Sure, there's Bart's Preinstalled Environment bootable-cd-maker but MS really should release a bootable CD of its OSes, complete with cleanup- and other system-maintenance tools, to the community. Heck, I wouldn't even mind typing in my MS-Windows serial number or inserting a floppy that had a key-holding file copied from my hard disk every time I boot. Heck, I'll even pay $5 for the media and give Microsoft my name and address for a tool this useful.

Knoppix rocks but there are some Windows-maintenance things that are much easier in a Windows-booted environment.

So, it surprises me that a report about this kind of ad-ware/viruses is just now coming out because we have been dealing with impossible-to-remove software for at least a year now. Fortunately the only way to defeat a BartPE scan is to install a BIOS virus - and almost nobody does that any more. :-)

BartPE.

Microsoft doesn't make a commercial livecd BUT there is a boot cd that runs a custom Windows PE environment called Bart's PE http://www.nu2.nu/pebuilder/ With the addition of the XPE plugin http://sourceforge.net/projects/winpe/ and some tweaking you can have an almost fully fuctional Windows XP desktop from a live cd.

Microsoft has one it is called WinPE
Tools: Microsoft Windows Preinstallation Environment
You can't have it unless you qualify for the license.

For mere mortals that want a M$ based live CD there is BartPE which is not M$ endorsed. It uses you Windows XP or Windows 2003 Server CD to build the Live CD. There is also an option to extract the files from your current install on your system if the place you bought it from opted not to give out an install disk.
Bart's Preinstalled Environment (BartPE) bootable live windows CD/DVD

I've used BartPE to rescue important files off several Windows XP Pro systems hosed by SP2 (thanks M$).

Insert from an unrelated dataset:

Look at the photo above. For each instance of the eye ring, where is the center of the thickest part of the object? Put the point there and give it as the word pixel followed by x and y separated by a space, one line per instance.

Knoppix works very well for this task too. The fun part of using Knoppix is the owners of the computers can see how cool a GNU/Linux can be. In a few cases the owners asked for a copy of Knoppix to play around with afterwards.

OpenBSD may not be Linux but if someone should make a LiveCD for assuming one isn't out there already. Secure by default LiveCD would be a nice warm and fuzzy.

All I needed to get started was this and this.

And maybe make one of these with Stinger, Antivir, and Ad-aware to clean trojans and virii.

Of course, service is the key to this. I make house calls and often spend an extra hour of non-billable time explaining things. Since I am in California I charge $75 an hour to wealthy clients and $45 an hour for the non-wealthy.